More than anything, making Saint Cloud, Crutchfield says, taught her to trust herself. “Earlier in my career, there was a lot of second-guessing or fear. I’ve always written these really straightforward melodies, and I think I was insecure about that before. I really wanted to find ways to make it weird. I learnt, with Saint Cloud, I was just trying too hard.
“I always use food metaphors and Brad [Cook, producer of Saint Cloud and Tigers Blood] and I talk in food metaphors a lot – and I learnt if [I have] a perfect tomato, if I just slice it with a little salt and pepper [and] olive oil on a piece of bread … You don’t need more than that sometimes. And so that was a big lesson for me: don’t try to dress it up so much, just let it be what it is. And we really carried that into Tigers Blood.”
Crutchfield comes across as a realist. Her position in the industry and present relationship with herself have been hard-earned and have given her a handy perspective on what’s worth chasing and what you can let pass on the current.
“In a high-performance job – or any job – but really in entertainment or music or whatever … I just feel like people don’t talk about trying to prioritise being happy people. It’s just all about ambition and reaching the next milestone. And I think that’s something I noticed watching other people around me achieve certain levels of success. I’m just like: ‘Those people seem miserable. What the hell? They have everything they ever wanted and they’re miserable’.”
She learnt early on the power that comes with having healthy relationships; achieving “a good, fulfilling, rich domestic life”; and looking after herself. “Especially in this record cycle, I’ve been really trying to do that. I didn’t let myself get sucked into the things about this life that can make you feel bad, and I’ve sought out ways to feel good.”
Now at the peak of her career so far – one that’s lasted four years and shows no sign of slowing – has the quest to feel good meant she’s had to make sacrifices?
“Oh yeah, that’s a big part of it.

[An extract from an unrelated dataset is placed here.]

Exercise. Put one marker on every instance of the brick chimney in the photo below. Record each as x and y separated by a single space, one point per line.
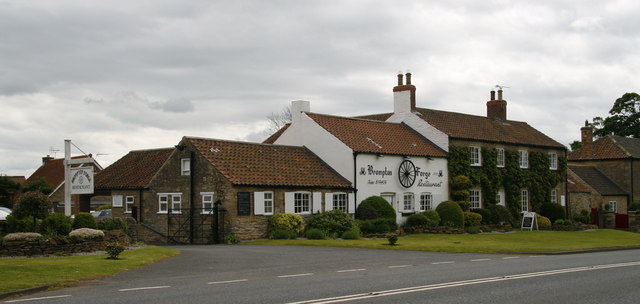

I feel so blessed that this is happening to me at the time. My career has been at this beautiful pace – this totally humane pace – and with every new door that opens, I am completely ready for it. And that doesn’t happen all the time; it’s kind of feast or famine a lot of the time. I feel like having done this for so long, and seeing the highs and lows, I’ve really put myself in a good position to handle whatever gets thrown at me.”
Crutchfield sings on Crowbar:“Maybe it’s easier to be afraid, drenched in tragedy, man-made.”
She’s in the hard part now, but it turns out that’s not so scary after all.
Waxahatchee will perform at Perth’s Astor Theatre on November 29; Brisbane’s the Tivoli on December 1; the Sydney Opera House on December 2; Melbourne’s Corner Hotel on December 4 and the Forum on December 5; and at Hobart’s Odeon Theatre on December 8.